In terms of planning, each of the outer points of the star had towers, while the inner angles had gates. Each of the gates was an outlet of radial avenues that each passed through a market square, dedicated to certain goods. All the avenues finally converged in a large square which was centrally located. The town contained three squares – one for the prince’s palace, one for the cathedral, and one for the market. Because the Renaissance was much taken with the idea of the canal town, in Filarete's Sforzinda every other street had a canal for cargo transport. The canal system also connected with the river, and thus the outside world, for the import and export of goods. The city also contained many buildings, including parishes and separate schools for boys and girls. An example of a building that appears in the treatise is Filarete’s House of Vice and Virtue, a ten-storey structure with a brothel on the bottom and an academy of learning on the higher levels. Filarete did much study on representation of Vices and Virtues, and there are suggestions that his radial design for the city was inspired by St.
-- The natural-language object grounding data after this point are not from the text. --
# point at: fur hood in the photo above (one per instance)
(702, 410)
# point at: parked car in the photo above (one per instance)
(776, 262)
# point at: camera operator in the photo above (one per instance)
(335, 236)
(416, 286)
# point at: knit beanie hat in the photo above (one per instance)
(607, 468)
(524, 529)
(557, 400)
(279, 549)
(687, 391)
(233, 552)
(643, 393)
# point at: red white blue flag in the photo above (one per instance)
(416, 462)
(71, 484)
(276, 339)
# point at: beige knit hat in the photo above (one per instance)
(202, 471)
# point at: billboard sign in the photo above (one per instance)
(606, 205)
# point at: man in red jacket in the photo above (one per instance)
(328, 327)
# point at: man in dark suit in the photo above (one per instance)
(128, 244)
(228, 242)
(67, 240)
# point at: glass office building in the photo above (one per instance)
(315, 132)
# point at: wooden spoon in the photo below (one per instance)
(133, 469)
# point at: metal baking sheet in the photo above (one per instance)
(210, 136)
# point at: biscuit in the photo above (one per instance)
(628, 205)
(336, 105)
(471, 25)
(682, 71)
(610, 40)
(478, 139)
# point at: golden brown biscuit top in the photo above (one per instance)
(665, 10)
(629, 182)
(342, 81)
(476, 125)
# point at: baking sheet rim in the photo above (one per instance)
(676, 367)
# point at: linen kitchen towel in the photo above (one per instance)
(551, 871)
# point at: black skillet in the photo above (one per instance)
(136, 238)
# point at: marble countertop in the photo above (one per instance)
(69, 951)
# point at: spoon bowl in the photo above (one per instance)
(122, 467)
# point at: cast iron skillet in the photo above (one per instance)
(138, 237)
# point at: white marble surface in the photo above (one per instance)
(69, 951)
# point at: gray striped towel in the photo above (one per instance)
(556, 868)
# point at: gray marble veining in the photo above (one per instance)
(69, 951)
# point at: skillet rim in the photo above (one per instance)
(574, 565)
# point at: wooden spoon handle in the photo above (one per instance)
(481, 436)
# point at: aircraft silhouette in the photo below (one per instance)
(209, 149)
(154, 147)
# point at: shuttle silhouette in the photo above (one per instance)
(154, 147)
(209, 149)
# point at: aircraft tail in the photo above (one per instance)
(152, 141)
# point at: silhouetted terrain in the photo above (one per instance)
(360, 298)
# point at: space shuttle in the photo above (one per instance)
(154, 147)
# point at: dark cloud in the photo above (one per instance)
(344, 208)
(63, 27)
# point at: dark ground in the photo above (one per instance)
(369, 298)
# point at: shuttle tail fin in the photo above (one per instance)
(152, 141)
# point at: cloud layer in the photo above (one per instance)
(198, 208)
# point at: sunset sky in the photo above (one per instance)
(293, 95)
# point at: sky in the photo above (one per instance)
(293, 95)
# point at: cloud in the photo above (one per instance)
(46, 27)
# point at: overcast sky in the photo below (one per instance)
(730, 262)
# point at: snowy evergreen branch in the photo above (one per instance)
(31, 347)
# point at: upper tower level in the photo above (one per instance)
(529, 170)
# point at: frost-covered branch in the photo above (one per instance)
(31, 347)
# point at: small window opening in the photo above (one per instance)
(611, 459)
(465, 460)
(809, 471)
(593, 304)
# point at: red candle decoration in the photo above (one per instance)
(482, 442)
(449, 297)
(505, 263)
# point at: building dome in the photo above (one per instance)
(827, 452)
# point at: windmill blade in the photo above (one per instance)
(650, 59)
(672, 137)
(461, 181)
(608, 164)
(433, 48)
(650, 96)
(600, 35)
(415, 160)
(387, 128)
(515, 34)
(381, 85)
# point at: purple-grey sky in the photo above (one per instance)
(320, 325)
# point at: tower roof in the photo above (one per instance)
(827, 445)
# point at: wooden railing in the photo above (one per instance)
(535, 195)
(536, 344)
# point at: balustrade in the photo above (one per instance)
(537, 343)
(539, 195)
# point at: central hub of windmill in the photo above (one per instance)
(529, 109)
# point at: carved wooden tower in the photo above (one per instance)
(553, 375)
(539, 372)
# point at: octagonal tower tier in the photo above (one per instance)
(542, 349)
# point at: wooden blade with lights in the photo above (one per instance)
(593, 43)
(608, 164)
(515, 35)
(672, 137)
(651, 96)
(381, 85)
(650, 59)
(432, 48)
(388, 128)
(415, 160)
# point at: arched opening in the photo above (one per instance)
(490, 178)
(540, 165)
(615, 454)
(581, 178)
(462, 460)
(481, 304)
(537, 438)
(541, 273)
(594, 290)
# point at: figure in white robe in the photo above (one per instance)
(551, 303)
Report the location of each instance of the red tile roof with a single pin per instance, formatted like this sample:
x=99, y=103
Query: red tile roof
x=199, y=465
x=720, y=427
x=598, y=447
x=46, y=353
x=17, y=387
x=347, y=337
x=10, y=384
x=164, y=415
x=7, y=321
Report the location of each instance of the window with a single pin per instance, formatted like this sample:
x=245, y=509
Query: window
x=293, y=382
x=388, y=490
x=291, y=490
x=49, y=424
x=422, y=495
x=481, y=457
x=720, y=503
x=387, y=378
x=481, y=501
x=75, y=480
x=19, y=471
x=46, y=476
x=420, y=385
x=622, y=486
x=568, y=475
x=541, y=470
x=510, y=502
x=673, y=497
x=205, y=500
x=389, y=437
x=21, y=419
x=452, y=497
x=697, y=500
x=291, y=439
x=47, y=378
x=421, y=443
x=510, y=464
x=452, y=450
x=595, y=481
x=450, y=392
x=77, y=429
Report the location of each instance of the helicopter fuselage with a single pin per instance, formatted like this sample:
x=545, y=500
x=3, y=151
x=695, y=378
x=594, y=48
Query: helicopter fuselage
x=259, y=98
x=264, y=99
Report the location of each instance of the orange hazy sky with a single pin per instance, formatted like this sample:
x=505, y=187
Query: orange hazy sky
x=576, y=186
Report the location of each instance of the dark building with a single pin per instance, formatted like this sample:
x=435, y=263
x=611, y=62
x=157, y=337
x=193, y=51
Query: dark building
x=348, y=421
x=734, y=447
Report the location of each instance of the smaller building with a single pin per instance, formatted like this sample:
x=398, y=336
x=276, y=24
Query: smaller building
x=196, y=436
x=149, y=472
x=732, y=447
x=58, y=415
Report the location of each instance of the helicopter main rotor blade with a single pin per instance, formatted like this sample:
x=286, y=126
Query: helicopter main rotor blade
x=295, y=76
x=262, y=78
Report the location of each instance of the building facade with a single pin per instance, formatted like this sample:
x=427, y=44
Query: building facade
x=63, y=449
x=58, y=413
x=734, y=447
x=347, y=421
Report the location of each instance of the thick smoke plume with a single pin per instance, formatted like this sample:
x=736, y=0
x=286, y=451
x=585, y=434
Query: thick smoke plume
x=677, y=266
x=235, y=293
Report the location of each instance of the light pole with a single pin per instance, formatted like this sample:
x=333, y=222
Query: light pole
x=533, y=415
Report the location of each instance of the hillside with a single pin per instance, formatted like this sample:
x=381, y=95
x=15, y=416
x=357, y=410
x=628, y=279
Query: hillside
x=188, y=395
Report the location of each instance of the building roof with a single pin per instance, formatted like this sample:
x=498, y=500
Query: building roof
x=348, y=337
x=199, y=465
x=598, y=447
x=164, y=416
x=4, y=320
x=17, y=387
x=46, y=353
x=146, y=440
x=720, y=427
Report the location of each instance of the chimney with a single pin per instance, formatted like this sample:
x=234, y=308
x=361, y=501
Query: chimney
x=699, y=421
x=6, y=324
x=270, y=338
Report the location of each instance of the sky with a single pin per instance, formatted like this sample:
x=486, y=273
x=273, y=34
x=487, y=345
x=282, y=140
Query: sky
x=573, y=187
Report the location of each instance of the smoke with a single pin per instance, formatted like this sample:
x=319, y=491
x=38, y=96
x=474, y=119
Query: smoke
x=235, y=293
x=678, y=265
Augustine’s Earthly City, whose circular shape was divided into sections, each of which had its own Vice and Virtue.

The design of Sforzinda may have been in part a direct response to the Italian cities of the Medieval period, whose growth did not necessarily depend on city planning as such, which meant they could be difficult to navigate. In part, the Renaissance humanist interest in classical texts may have stimulated preoccupations with geometry in city layouts, as for example, in Plato's description of Atlantis. Filarete’s ideal plan was meant to reflect on society – where a perfect city form would be the image of a perfect society, an idea that was typical of the humanist views prevalent during the High Renaissance. The Renaissance ideal city implied the centralized power of a prince in its organization, an idea following closely on the heels of Dante’s that “The human race is at its best under a monarch.” Thus it could be argued that the Renaissance ideal city form was tensioned between the perceived need for a centralized power and the potential reality of tyranny.

==Influence on architecture and urbanism==
Filarete's plan of Sforzinda was the first ideal city plan of the Renaissance and his thorough organization of its layout embodied a greater level of conscious city planning than anyone before him. Despite the many references to medieval symbolism incorporated into Sforzinda's design, the city's principles became the archetype for the humanist city during the High Renaissance. The treatise gained interest from many important leaders such as Giangaleazzo Sforza and Piero de' Medici and later when Francesco di Giorgio and Leonardo da Vinci began to plan their ideal cities they borrowed ideas from Filarete.

Although it was never built, Sforzinda served as an inspiration for many future city plans. For example, in the 16th century, Renaissance military engineers and architects combined Filarete's ideal city schemes with defensive fortifications deriving from a more sociopolitical agenda. This notion of combining the ideal and the fortified city became widely disseminated throughout Europe and beyond.